The Energy Ministry is not yet certain, either, if this requirement is fully compliant with EU laws. In a document submitted to the government, the ministry's specialists warn that an analysis is needed of how the requirement would comply with competition-related legislation, it wrote.
Rimantas Stanikūnas, former chairman of the Lithuanian Competition Council and now competition advisor with the law firm Bernotas & Dominas Glimstedt, warned that the obligation to purchase gas from the terminal would violate competition law.

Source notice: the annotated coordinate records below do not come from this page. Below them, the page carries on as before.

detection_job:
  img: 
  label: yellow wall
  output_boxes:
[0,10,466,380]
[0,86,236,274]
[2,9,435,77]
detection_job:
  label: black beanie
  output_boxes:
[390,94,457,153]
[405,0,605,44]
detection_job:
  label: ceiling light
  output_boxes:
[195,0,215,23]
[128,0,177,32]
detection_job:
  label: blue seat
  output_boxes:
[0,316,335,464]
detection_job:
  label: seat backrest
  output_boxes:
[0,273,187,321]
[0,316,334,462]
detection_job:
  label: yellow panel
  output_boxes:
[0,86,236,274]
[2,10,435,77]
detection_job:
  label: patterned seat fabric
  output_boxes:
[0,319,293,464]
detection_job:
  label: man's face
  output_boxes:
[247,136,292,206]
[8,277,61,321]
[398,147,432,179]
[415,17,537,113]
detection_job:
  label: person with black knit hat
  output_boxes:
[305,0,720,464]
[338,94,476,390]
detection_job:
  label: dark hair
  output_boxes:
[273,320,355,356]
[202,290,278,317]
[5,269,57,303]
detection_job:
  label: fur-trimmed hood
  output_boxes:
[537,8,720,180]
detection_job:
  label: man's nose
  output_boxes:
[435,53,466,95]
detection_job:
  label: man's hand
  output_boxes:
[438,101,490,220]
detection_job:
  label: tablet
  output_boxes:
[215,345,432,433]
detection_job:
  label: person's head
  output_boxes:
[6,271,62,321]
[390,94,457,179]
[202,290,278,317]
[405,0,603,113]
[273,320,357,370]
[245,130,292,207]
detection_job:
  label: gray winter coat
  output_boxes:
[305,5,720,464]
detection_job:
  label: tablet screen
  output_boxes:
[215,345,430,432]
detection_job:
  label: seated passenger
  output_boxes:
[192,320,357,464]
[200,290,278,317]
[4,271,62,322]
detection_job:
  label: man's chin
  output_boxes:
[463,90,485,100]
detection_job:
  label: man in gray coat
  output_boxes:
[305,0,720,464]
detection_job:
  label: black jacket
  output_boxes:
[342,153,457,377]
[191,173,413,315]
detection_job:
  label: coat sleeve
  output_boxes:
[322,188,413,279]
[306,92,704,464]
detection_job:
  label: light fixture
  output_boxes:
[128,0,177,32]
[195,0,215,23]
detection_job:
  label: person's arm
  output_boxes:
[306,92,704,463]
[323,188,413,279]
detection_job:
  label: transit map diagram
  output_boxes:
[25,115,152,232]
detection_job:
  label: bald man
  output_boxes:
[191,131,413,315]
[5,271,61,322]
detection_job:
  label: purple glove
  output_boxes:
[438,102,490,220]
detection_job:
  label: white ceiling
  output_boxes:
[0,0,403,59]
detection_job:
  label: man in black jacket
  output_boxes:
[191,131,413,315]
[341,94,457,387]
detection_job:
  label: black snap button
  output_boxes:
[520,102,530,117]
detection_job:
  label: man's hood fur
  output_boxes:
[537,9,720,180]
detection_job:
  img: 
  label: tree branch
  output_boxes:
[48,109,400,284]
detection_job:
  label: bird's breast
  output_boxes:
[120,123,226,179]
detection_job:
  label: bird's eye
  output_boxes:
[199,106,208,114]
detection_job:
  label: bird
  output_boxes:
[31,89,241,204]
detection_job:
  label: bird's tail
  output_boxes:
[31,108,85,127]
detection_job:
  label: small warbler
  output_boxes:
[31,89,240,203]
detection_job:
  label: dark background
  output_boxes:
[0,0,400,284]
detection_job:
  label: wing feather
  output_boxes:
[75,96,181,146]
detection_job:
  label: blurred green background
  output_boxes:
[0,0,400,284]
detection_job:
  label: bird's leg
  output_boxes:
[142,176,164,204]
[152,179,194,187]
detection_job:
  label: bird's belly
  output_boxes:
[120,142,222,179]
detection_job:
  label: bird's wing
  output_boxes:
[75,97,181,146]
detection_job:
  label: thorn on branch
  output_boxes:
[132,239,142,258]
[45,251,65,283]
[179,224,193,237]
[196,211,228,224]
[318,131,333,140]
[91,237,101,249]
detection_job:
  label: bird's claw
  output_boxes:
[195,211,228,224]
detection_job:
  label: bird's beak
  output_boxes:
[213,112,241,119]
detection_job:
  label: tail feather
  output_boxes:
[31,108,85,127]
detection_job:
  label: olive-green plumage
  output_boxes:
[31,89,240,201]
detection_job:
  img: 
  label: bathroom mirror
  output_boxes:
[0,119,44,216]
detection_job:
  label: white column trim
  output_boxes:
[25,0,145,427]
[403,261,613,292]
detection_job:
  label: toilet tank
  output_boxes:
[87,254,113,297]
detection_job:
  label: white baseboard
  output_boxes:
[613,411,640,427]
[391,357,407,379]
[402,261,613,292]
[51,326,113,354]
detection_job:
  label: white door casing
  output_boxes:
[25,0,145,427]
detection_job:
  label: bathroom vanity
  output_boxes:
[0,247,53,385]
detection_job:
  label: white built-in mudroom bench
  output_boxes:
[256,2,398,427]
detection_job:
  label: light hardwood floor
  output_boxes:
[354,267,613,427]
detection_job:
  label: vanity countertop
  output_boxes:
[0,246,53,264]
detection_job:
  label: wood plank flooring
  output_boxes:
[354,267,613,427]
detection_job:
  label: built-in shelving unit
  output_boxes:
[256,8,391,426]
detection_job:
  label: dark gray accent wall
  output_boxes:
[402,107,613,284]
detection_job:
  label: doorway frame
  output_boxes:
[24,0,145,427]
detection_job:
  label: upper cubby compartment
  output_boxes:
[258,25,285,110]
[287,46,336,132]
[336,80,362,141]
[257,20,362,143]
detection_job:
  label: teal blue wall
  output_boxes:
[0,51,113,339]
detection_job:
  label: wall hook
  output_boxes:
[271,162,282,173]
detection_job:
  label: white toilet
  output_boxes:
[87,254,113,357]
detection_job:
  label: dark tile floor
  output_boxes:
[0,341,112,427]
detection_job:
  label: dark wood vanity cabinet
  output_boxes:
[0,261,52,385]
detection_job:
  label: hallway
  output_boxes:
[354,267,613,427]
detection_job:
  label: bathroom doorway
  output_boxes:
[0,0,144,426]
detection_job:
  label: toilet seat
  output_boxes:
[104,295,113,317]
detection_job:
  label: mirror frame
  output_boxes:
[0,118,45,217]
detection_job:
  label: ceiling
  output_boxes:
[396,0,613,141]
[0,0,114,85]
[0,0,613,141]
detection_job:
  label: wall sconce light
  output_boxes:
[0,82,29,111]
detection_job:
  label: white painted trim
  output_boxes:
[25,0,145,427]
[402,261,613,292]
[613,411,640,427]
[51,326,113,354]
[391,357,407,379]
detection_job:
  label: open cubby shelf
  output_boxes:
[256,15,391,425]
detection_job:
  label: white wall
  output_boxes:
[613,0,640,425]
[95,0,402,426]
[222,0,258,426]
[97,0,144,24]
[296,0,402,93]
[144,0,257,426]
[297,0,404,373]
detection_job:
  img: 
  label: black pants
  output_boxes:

"I oppose any requirements to purchase from one or another source. We live in a free market economy. It is clear to everybody that we buy where it is cheaper," Achema CEO Jonas Sirvydis told the paper. However, he would not say if the company would go to court over the requirement.
Earlier this year, nitrogen fertilizer producer Achema, one of Lithuania's biggest natural gas consumers, signed a new long-term contract, effective until 2015, with Russia's gas giant Gazprom.
Lithuania's natural gas import and distribution company Lietuvos Dujos (Lithuanian Gas) has so far made no comment on the issue. However, unofficially it says that the requirement goes against EU directives. Another gas supplier, Dujotekana, would like to see more cooperation between the government and suppliers.
Fourteen companies hold natural gas supply licenses in Lithuania, but only eight of them are operating.